The Australian Classics specialist and sprinter requested to leave the team as he felt he didn’t fit in with their new strategy, as the squad tries sign a wider range of riders capable of winning one-day races.
Sunweb said the German-registered team is “developing for the future” and wants to create more opportunities to win in one-day races and sprints.
Matthews was left out of Sunweb’s Tour de France squad this year despite clearly being in good form, finishing third in Milan-San Remo and winning the Bretagne Classic in the week before the Tour’s Grand Départ in Nice.
The 29-year-old said: “The team is very ambitious and increasingly want to work with a broader collective of riders deeper in the finales of classics and sprint races. Those tactics do not ideally fit with my ambitions and specific strengths to sprint for the wins. For that reason, I decided to ask permission to investigate opportunities to look for a different team and I appreciate that Team Sunweb was open for this.”

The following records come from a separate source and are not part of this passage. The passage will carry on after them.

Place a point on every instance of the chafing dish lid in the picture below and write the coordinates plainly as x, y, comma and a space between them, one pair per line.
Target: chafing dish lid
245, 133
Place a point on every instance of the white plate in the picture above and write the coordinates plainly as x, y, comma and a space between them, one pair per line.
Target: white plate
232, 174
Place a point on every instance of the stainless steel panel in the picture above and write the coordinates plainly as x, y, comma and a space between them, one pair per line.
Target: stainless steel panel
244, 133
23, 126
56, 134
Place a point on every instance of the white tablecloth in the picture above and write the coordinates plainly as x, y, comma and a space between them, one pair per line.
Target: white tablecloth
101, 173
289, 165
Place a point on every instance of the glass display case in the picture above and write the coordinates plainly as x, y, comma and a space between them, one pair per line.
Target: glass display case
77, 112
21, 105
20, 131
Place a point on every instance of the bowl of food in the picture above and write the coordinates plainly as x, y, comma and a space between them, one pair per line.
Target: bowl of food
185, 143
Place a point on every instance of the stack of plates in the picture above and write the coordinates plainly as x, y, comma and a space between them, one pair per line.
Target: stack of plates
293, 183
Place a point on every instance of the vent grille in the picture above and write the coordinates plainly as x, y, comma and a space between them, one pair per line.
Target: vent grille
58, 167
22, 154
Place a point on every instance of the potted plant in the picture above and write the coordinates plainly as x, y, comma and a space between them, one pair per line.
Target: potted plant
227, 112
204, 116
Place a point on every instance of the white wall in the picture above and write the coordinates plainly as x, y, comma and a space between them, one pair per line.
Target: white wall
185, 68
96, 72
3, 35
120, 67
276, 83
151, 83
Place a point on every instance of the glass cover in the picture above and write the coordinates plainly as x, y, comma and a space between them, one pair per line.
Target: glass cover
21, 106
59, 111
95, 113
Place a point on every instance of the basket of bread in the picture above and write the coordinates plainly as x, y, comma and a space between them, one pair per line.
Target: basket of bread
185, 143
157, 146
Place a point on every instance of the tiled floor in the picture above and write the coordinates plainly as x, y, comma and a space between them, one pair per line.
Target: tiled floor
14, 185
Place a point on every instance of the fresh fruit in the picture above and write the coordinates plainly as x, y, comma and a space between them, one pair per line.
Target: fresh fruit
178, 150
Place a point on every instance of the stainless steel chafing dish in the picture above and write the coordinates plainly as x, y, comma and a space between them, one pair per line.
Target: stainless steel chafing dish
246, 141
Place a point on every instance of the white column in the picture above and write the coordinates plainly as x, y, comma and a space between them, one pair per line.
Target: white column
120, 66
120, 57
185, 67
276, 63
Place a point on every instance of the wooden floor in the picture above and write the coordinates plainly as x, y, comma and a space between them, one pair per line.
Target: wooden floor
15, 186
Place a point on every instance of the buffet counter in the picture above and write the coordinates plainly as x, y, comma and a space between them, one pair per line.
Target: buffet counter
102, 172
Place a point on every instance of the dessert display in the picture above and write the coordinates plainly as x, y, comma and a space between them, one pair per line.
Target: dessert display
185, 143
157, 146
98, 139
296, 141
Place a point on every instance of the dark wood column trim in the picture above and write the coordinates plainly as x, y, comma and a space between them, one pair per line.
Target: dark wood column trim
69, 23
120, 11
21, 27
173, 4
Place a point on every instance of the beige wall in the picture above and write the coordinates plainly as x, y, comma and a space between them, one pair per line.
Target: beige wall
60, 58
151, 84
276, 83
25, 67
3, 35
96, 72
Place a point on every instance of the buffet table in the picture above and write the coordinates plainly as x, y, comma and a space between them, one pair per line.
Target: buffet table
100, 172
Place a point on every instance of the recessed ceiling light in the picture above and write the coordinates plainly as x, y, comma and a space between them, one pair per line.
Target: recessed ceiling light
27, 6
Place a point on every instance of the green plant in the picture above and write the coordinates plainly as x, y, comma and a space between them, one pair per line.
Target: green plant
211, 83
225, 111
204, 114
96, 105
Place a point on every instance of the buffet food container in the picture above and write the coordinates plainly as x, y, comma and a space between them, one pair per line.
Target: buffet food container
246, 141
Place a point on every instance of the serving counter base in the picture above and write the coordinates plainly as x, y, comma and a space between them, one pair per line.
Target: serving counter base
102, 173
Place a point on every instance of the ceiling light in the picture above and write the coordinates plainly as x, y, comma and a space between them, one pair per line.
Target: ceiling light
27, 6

Australian WorldTour team Mitchelton-Scott has now welcomed Matthews back on a two-season deal, having ridden for the team between 2014 and 2016, racking 18 wins in that time.
Team owner Gerry Ryan said: “Michael is a one-of-a-kind rider and has given this organisation some of our most spectacular victories on the world’s biggest stage, including the Tour de France.
“We couldn’t be happier to have him back home, this is where he belongs.”
Sunweb has been undergoing a major transformation in recent seasons, kickstarted by the departure of their Grand Tour leader Tom Dumoulin at the end of last season.
Next year, Romain Bardet will be coming in to lead the team over three weeks while the team also hopes to develop talents like Nils Eekhoff, Marc Hirschi and Cees Bol.
Team manager Iwan Spekenbrink said: “We are now in a position where the composition of the team has changed, and we want to exploit that broadened collective strength in the classics and the sprints. We respect that Michael has been open about his view on our goals and tactics in relation to his own specific strengths.
“Michael is an incredibly gifted rider; he is ambitious, we’ve really achieved great things together and he has been a good fit to the team. All of this combined made us decide to respond favourably to his request to search for opportunities elsewhere.”